The S&P/TSX composite index rose 148.88 points to 21,218.93 with broad gains across sectors.

In New York, the Dow Jones industrial average climbed 196.67 points to 35,950.56. The S&P 500 was up 29.23 points at 4,725.79, while the Nasdaq composite was up 131.48 points at 15,653.37.

The surges came after Statistics Canada announced that the economy grew by 0.8 per cent in October to match expectations.

"It's the third day of Santa Claus rally," said Colin Cieszynski, chief market strategist at SIA Wealth Management, referring to a late December streak of gains that's a common pattern at this time of year.

"Some of the extreme fears of late have started to ease."

Markets came under intense pressure earlier in the month over fears about the effects of the latest, highly transmissible strain of COVID-19, Cieszynski said.
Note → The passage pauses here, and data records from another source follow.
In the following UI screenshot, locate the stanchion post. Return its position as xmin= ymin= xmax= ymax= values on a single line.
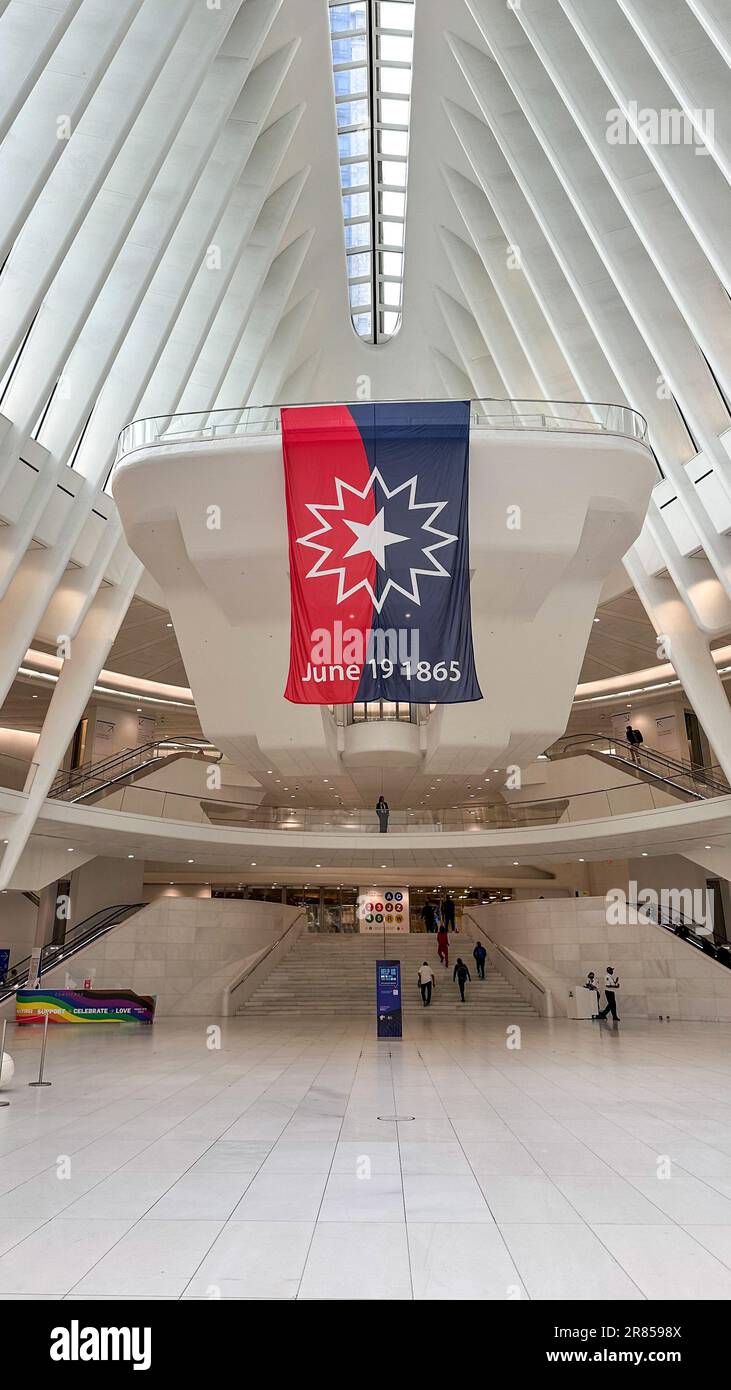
xmin=0 ymin=1019 xmax=10 ymax=1105
xmin=28 ymin=1011 xmax=51 ymax=1086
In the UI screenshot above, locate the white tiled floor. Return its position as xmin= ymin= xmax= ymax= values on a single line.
xmin=0 ymin=1016 xmax=731 ymax=1300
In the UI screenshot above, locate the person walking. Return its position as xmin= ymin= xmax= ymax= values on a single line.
xmin=592 ymin=965 xmax=620 ymax=1023
xmin=417 ymin=960 xmax=435 ymax=1009
xmin=452 ymin=956 xmax=473 ymax=1004
xmin=624 ymin=724 xmax=645 ymax=763
xmin=584 ymin=970 xmax=599 ymax=1012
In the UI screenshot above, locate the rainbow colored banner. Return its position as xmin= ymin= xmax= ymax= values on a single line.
xmin=15 ymin=988 xmax=156 ymax=1023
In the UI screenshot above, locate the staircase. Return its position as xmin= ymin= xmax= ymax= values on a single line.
xmin=236 ymin=933 xmax=535 ymax=1019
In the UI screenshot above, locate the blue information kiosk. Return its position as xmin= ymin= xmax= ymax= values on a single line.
xmin=375 ymin=960 xmax=402 ymax=1038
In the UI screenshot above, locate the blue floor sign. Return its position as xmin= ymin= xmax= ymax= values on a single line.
xmin=375 ymin=960 xmax=402 ymax=1038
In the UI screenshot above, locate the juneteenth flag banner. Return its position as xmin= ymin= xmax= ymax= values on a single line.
xmin=282 ymin=400 xmax=482 ymax=705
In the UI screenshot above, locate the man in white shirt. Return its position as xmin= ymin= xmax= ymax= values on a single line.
xmin=593 ymin=965 xmax=620 ymax=1023
xmin=417 ymin=960 xmax=434 ymax=1009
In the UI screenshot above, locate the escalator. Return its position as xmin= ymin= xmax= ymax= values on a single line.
xmin=49 ymin=734 xmax=221 ymax=805
xmin=0 ymin=902 xmax=147 ymax=1004
xmin=548 ymin=734 xmax=731 ymax=801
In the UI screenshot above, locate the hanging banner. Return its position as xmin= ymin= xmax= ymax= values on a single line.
xmin=15 ymin=988 xmax=156 ymax=1024
xmin=282 ymin=400 xmax=482 ymax=705
xmin=356 ymin=888 xmax=409 ymax=931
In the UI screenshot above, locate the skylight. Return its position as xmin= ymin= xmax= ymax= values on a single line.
xmin=329 ymin=0 xmax=414 ymax=343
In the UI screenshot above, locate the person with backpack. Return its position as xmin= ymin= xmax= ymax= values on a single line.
xmin=452 ymin=956 xmax=473 ymax=1004
xmin=417 ymin=960 xmax=435 ymax=1009
xmin=473 ymin=941 xmax=488 ymax=980
xmin=421 ymin=902 xmax=436 ymax=931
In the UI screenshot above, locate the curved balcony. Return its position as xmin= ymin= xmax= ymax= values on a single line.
xmin=113 ymin=400 xmax=657 ymax=778
xmin=117 ymin=400 xmax=648 ymax=463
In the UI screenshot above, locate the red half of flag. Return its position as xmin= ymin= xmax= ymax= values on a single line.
xmin=282 ymin=406 xmax=375 ymax=705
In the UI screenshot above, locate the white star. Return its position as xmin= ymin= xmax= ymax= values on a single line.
xmin=297 ymin=468 xmax=459 ymax=613
xmin=343 ymin=507 xmax=409 ymax=570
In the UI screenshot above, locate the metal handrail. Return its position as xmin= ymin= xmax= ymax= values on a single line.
xmin=115 ymin=396 xmax=648 ymax=463
xmin=631 ymin=904 xmax=731 ymax=970
xmin=548 ymin=734 xmax=731 ymax=798
xmin=49 ymin=734 xmax=221 ymax=801
xmin=227 ymin=909 xmax=307 ymax=1017
xmin=0 ymin=902 xmax=147 ymax=1004
xmin=461 ymin=908 xmax=548 ymax=994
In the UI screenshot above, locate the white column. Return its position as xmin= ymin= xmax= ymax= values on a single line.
xmin=0 ymin=557 xmax=142 ymax=888
xmin=624 ymin=546 xmax=731 ymax=781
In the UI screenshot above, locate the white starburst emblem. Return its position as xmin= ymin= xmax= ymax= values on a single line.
xmin=297 ymin=468 xmax=459 ymax=613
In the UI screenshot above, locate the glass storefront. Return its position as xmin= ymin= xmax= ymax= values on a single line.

But the U.S. Food and Drug Administration's emergency approval of treatment pills from Pfizer and Merck since Wednesday has helped spur a rebound.

"Also I think the data coming in from overseas suspecting that even though cases may go up, hospitalizations have stayed down — people even have taken a bit of comfort from that as well."
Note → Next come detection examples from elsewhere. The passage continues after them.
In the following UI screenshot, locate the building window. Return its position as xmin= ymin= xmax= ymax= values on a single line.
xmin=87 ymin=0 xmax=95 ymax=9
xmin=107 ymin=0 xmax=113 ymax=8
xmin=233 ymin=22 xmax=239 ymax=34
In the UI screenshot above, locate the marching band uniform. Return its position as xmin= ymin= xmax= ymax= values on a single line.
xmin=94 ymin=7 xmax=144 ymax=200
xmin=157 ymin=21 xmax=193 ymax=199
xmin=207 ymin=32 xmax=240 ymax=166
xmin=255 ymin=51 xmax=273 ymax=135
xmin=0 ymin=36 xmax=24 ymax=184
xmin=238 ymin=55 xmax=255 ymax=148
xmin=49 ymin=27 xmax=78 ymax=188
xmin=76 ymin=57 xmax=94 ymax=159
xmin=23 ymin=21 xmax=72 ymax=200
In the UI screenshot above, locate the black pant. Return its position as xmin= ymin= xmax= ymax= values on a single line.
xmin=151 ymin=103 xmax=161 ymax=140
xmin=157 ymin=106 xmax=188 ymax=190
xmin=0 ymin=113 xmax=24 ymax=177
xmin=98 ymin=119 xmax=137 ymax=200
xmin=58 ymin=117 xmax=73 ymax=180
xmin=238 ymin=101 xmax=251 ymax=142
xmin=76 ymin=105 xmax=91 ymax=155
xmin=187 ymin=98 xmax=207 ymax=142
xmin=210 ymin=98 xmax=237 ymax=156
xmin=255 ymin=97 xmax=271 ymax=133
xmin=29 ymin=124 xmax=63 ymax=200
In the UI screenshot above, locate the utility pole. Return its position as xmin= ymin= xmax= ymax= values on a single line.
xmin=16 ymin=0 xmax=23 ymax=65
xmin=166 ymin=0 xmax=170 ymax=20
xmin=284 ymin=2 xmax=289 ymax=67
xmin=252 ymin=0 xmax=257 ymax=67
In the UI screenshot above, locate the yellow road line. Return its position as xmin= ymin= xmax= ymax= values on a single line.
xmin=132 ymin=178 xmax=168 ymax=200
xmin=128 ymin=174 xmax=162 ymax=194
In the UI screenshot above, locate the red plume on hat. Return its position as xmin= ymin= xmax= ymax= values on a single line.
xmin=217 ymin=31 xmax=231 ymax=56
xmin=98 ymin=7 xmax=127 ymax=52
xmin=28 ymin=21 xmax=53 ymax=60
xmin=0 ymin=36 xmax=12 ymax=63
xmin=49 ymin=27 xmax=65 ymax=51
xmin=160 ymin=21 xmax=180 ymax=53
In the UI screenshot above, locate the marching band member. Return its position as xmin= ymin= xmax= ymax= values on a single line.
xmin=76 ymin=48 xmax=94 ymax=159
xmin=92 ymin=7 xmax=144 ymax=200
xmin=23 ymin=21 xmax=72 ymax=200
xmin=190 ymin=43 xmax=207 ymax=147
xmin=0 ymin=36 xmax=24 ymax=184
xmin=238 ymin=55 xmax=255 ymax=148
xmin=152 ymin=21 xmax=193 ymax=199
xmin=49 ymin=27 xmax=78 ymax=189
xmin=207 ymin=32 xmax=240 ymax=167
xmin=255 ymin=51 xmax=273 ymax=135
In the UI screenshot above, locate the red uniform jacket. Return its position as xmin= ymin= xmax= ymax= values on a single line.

While Omicron continues to propagate in North America, airline and cruise-line stocks have bounced back in the United States. In Canada, S&P/TSX Capped Information Technology Index spiked more than 1.5 per cent Thursday and energy shares held steady.

Partly as a result, the Canadian dollar traded for 78.03 cents US, an uptick from Wednesday's 77.73 cents US.

Nonetheless, Canada hit a record of 14,456 new COVID-19 cases on Wednesday as the federal government expanded support for affected employers and workers. Hospitalizations are also on the rise, though early data suggests Omicron carries less risk of hospitalization than Delta.

"Overall, I think the important thing is that it wasn't just a couple of sectors, it was fairly broad-based gains across the board," Cieszynski said.

He predicted a relatively quiet rest of the week, with markets closing at midday Friday, but questioned how long the post-Monday rebound would last.

"We're still in this kind of sideways trend. Things haven't collapsed or completely gone off the rails," he noted.

"If some of the shorter-term issues go away, that says the investors' support is still there underneath."

The February crude contract was up US$1.03 at US$73.79 per barrel and the February natural gas contract was down 23 cents at US$3.63 per mmBTU.

The February gold contract was up US$9.50 at US$1,811.70 an ounce and the March copper contract was up a tenth of a cent at US$4.39 a pound.